Comparison of BHP for injector ECN-105i using different grids and well models for Case 4

Table 6 CPU times for Case 4 using original grid, LGR, and FGR

6 Summary and conclusions

We have used an efficient LGR algorithm to improve the accuracy of numerically estimating the near-wellbore solutions when dealing with complex rheology of polymer or emulsion solutions. We present an algorithm to generate the block list and connections and propose an efficient numerical scheme to couple the pressure and mass conservation equations using the LGR composite grid and with consideration of heterogeneous reservoir properties.
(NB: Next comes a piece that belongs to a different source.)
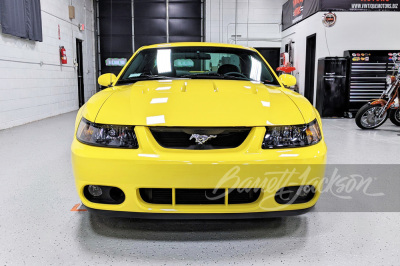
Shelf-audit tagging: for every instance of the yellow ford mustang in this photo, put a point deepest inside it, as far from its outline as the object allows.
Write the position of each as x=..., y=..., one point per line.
x=198, y=130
Several numerical examples are carried out, focusing on polymer flooding, reservoir with fractures near injection wells, and ACP flooding. Simulation results reveal that the LGR is able to obtain more accurate polymer injectivity compared to using the coarse grid and the analytical injectivity model. The LGR can deal with more complex and realistic reservoir conditions such as fractures and skin. CPU time is significantly reduced using LGR compared to FGR. This offers a reliable and efficient solution to handle the general concern of reservoir simulations for the shear-dependent polymer rheology in chemical flooding projects.